— Господа! — сказал вдруг Гарри из Егора, громко и леденяще. — Хочу заметить, что наш дом имеет добропорядочную репутацию. И я не позволю всякому фрайеру делать из гостеприимной гостиной полигон для дешевых страстей и прочих амбициозных прикидов. Смею заверить, я найду способ защитить свое доброе имя от всевозможных поползновений и тому подобных инсинуаций.

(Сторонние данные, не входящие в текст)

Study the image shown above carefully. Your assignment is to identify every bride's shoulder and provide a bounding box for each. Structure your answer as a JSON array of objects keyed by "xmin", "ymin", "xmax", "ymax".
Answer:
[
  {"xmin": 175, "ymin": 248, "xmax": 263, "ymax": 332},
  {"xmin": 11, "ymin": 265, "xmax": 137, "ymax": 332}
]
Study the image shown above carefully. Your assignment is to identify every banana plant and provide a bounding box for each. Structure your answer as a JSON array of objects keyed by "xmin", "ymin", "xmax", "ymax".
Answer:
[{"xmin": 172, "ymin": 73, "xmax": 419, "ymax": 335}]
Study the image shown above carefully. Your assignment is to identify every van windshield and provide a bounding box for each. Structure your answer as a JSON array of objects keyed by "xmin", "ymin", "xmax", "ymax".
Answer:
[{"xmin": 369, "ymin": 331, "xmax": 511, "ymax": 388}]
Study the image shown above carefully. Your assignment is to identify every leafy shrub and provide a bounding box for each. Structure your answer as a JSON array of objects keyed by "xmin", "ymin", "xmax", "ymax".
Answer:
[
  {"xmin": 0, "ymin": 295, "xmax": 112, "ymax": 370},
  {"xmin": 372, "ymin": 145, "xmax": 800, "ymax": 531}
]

А вас, господин певец горя народного, я отдельно обличаю, как фанфарона и мудазвона, и предупреждаю, что ваш неуравновешенный пафос действует на меня угнетающе. И если вы, милостивый государь, не угомонитесь, то извольте стреляться тот час же с десяти шагов. Через платок. И не сомневайтесь, я продырявлю вас, как того парня Вову Ленского, с первого же выстрела.
— Логично, — сказал Мичурин.
— Малыш, ты мне нравишься, — сказал Циолковский, — все сильней и безнадежней…
— И еще, — сказал Гарри уже миролюбиво, — если у кого-то возникнет желание попрыгать, полетать иль с бухты-барахты взбелениться — милости просим — по соседству мертвецкая, постоянная температура — ноль.
Все посмотрели на Колю Талала. А Коля в это время как бы незаметно для самого себя, как бы невзначай, как бы в задумчивости доедал последнюю пельменину из общего котла.
Народ возмутился, естественно.
— Он сожрал общественные пельмени!
— В мертвецкую антихриста!
— В мертвецкую его, в мертвецкую!
— Позвольте, — сказал тогда Егор, — минуту внимания. У нас провинившихся двое: Птица Асс и Коля Талала. Сегодня праздник, и одного мы можем простить. Вопрос — кого?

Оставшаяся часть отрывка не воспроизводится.